I will be using this recipe again in the future because there is so much opportunity to change things up a bit.  I'm thinking ham and swiss, broccoli and cheddar, you could add loose sausage or any variation of vegetables to this recipe and it would be really good.  I'm also going to make a batch using an egg-white substitute to see how those turn out as well.

There are so many options with this recipe, and because its so easy to whip up, I know I'll be making these again.  A lot.

I tend to have more spare time in the evening to cook so I'm thinking if I make a batch of these one night I can store them in a container (once cooled) and then just zap them in the microwave in the morning for a hot breakfast treat!

Find Pillsbury's Breakfast Quiche To-Go on

Thursday, October 11, 2012

Pillsbury Marmalade-Glazed Asian Meatball Cups

Tonight was one of those nights.  I had no idea what to make, although I had a few options, boneless-skinless chicken breasts or an oven-roasted chicken, but after having chicken last night, I sure wasn't feeling it tonight.

So instead, tonights dinner was Pillsbury Marmalade-Glazed Asian Meatball Cups made with a roll of Butter Flake Crescent Rolls.  Super easy and really tasty!

They're more of an appetizer, but with a side of rice and some oven-roasted asparagus, it made for a terrific meal!

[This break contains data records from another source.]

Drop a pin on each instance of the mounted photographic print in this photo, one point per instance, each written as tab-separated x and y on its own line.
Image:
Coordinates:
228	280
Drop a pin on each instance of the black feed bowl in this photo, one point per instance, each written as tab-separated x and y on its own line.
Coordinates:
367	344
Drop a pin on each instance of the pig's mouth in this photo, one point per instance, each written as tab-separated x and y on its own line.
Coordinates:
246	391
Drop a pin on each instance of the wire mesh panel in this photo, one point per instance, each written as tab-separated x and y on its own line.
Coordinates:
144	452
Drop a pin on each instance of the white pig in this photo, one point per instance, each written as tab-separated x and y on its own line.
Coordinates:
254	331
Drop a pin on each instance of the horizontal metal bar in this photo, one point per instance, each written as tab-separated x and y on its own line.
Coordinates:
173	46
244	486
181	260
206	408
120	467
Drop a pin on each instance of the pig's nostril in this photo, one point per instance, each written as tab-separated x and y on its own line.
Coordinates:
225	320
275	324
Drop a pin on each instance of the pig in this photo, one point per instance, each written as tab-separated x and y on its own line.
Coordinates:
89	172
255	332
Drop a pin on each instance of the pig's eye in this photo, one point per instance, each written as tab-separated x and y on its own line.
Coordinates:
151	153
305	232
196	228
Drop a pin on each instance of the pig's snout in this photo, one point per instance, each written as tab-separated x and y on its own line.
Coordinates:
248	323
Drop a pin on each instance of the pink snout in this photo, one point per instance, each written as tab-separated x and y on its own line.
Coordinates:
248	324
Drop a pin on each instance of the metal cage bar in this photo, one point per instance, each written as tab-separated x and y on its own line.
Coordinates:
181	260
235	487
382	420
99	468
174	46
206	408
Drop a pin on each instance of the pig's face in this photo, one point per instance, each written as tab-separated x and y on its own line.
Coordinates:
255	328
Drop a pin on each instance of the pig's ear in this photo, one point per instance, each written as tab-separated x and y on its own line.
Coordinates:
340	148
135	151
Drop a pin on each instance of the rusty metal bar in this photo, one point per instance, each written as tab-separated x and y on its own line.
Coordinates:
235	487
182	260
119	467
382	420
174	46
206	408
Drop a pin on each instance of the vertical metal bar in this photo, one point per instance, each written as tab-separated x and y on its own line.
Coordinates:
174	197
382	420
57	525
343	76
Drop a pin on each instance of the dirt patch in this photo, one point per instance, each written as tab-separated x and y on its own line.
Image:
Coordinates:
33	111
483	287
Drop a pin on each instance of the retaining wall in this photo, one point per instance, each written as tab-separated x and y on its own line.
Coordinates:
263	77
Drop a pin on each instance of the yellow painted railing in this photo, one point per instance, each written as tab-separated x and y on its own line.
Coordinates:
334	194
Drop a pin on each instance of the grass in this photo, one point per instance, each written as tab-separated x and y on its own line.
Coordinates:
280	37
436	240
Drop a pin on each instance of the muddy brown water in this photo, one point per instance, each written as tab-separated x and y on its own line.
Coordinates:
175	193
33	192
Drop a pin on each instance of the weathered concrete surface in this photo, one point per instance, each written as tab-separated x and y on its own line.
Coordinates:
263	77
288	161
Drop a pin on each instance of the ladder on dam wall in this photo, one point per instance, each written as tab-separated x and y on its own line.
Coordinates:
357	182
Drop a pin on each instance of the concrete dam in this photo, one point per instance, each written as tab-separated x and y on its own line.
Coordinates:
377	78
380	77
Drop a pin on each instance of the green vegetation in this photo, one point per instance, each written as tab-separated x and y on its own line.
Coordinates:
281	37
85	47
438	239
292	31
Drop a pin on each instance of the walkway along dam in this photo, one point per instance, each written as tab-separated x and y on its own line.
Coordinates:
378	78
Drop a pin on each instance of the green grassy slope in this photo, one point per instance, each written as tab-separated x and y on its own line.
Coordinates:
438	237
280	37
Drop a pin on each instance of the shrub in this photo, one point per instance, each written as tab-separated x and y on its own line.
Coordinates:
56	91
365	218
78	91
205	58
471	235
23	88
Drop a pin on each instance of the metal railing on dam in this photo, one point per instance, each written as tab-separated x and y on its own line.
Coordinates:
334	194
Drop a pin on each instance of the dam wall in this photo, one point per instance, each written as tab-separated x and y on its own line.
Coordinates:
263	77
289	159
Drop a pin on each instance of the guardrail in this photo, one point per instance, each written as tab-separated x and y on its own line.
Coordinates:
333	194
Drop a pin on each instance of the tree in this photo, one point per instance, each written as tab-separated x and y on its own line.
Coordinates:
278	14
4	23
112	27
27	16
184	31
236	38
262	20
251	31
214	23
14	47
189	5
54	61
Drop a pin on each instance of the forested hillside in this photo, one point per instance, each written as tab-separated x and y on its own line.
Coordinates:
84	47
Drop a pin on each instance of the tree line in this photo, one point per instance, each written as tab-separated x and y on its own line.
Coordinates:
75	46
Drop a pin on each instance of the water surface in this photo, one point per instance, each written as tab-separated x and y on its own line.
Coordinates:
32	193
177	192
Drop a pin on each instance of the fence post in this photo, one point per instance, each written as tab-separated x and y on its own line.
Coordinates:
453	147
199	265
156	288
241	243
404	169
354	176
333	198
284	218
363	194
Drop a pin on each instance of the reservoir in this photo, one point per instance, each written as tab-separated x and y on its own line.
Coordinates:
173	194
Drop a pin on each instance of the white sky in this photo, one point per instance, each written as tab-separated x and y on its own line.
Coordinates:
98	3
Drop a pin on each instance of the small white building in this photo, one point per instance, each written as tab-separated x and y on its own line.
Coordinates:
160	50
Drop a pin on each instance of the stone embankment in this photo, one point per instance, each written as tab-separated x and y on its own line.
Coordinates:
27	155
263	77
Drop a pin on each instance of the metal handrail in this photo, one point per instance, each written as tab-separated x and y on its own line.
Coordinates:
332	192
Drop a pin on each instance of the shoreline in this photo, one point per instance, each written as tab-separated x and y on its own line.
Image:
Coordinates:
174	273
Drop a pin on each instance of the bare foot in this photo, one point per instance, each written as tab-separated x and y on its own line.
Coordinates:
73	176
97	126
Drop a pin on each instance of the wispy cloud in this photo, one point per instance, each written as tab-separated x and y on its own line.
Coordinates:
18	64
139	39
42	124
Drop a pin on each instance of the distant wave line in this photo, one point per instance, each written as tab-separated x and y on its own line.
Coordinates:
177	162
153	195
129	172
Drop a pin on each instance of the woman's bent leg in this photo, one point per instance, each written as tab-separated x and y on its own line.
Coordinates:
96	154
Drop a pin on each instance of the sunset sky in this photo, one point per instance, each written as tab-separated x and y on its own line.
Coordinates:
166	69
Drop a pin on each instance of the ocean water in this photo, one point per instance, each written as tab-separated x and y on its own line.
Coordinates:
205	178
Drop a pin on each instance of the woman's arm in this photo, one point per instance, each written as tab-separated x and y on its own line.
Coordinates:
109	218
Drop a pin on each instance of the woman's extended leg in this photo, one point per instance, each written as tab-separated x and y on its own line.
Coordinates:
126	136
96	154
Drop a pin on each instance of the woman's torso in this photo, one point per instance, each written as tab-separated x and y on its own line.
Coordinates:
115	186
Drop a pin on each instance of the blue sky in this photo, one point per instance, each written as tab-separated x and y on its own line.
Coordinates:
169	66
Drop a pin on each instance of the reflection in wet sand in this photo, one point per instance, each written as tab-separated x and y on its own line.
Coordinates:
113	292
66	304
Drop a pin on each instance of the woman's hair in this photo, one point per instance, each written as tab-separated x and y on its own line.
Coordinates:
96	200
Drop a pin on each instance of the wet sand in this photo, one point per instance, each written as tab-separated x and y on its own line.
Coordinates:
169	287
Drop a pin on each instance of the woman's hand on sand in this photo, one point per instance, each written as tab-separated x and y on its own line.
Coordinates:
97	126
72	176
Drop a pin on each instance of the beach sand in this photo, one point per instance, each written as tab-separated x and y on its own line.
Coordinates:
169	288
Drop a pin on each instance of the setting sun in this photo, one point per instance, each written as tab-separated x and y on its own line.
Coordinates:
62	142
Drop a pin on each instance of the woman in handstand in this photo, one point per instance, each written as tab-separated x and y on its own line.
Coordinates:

These little cups of yumminess took no time at all to prepare, and who doesn't love quick and easy?  I know I sure do!  I had Crescent rolls in our fridge already and while I normally make my own meatballs, tonight I wasn't feeling up to it, so I used a bag of some store bought one's that I had in the freezer.  Mix up a few ingredients for the glaze - some marmalade, some plum sauce and a little chili sauce and heat it up in the microwave and your practically done.  

For the Crescent rolls, once you pop the tube (and why does that always scare me a little?) don't unroll it.  Just leave it on your cutting board as just a rolled tube of dough and then take your knife and score it so that you have 12 fairly equal slices of Crescent dough.  Then just slice the dough and set that aside for a minute.

Spray your regular sized muffin tins with Pam (or something similar) and then just drop one piece of dough into each cup.  Using your fingers, create an indentation in the center of the dough for your meatball to sit in and then spoon some of the glaze mixture over the meatball and sprinkle with sesame seeds.  

The recipe says to cook for 10-15 in a pre-heated oven at 375 but I found these were done in about 12 minutes.  Let them cool for a few minutes before removing from your muffin tins and you've got a pretty, quick and easy, and especially yummy appetizer that takes no time and very few ingredients.

I know I'll be making these again with the holiday season upon us!